The multiplexer serves ONE resident model per GPU and swaps on demand: a request for a non-resident model stops the old backend container and starts the new one. Multiplexer.ensure_loaded serialized the load/swap under a lock, but the relay (the long-lived streaming copy of the backend's response to the client) ran deliberately outside the lock so concurrent same-model requests don't serialize.

The gap: nothing connected the swap to those in-flight relays. A request for model B while a request for model A was still streaming would docker rm -f A's container mid-stream — the A client saw a connection reset partway through its completion, with no error status (the 200 + headers were already sent). On the fakoli-dark fast tier — two models sharing one GPU/port as a swap pair, driven by alternating harness traffic — this is not a corner case; it is the steady state.
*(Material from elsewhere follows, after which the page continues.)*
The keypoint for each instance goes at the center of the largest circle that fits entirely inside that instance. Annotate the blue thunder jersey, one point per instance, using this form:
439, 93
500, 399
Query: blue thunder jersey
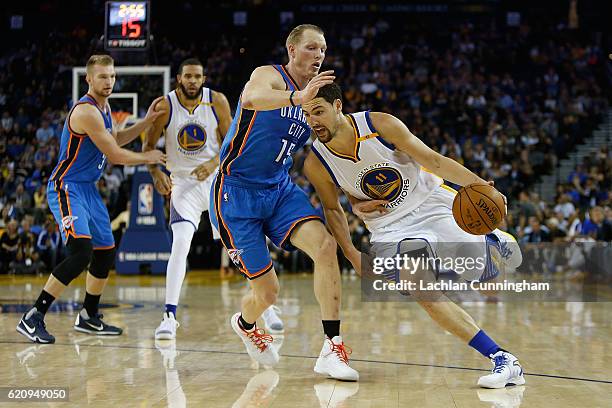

Constraints: stdlib-only (threading primitives, no async framework); the fix must not serialize same-model requests (AC3: concurrent requests for the resident model share it freely); and a swap must not be blockable forever by a hung client (bounded availability for the requested model).

Considered options

  1. Reader/writer lock over the whole request — relays hold a shared lock, swaps take it exclusively. Rejected: an unbounded hold by one slow client blocks the swap forever, and stdlib has no fair RW lock; hand-rolling one adds more state than the problem needs.
  2. Reject non-resident requests while anything is in flight (503, client retries) — simplest, but it pushes the drain problem onto every caller and makes swap latency visible as errors instead of waiting.
  3. Lease counting + condition variable with a bounded drain (chosen) — each relay holds a lease on its model for exactly the duration of the upstream copy; a swap waits on a condition until the old resident's lease count reaches zero, up to a drain_timeout, then proceeds regardless (severing and logging any laggards).

Decision

Multiplexer gains lease-based in-flight tracking, all under the existing lock (now a threading.Condition):

  • mux.lease(name) is the new serve-path API: a context manager that performs ensure_loaded and registers the in-flight lease atomically (both under the condition's lock), yields the backend base_url, and releases + notifies on exit. Atomicity closes the race where a swap lands between "ensure_loaded returned" and "the relay registered itself". The HTTP handler holds the lease for the entire upstream open + relay.
  • Swaps drain before stopping. Inside the swap, before backend.stop(), the swapping thread waits on the condition until the old resident's lease count is zero or drain_timeout (default 30 s, CLI --drain-timeout) elapses. On timeout it logs the severed count and proceeds — a hung client bounds, never blocks, model availability. --drain-timeout 0 restores the old swap-immediately behaviour.
  • New arrivals queue behind an in-progress swap. Condition.wait releases the lock during the drain, so without a gate a stream of requests for the OLD model could keep taking fresh leases on the dying resident and starve the swap. A _swapping flag makes every ensure_loaded/lease acquisition wait until the swap settles, then re-evaluate residency (a queued old-model request then triggers its own swap back — thrash policy stays the router's residency concern, ADR-untouched).

Consequences

  • An active completion is no longer severed by a routine swap; swap latency for the new model is now bounded by min(longest in-flight request, drain_timeout).
  • Same-model concurrency is unchanged (leases are counted, not serialized), and ensure_loaded keeps its exact exception contract (UnknownModel / LoadError / BackendError) — the OOM guard still runs before the drain so a doomed swap never waits.
  • The severed-laggard path still exists, by design, at the drain_timeout boundary; the handler's existing "backend unreachable → 503" mapping covers a request that loses the race, and the timeout event is logged with the count.
  • Follow-up (out of scope here): swap debounce/hysteresis for alternating-model traffic, and surfacing drain waits in /healthz for operator visibility.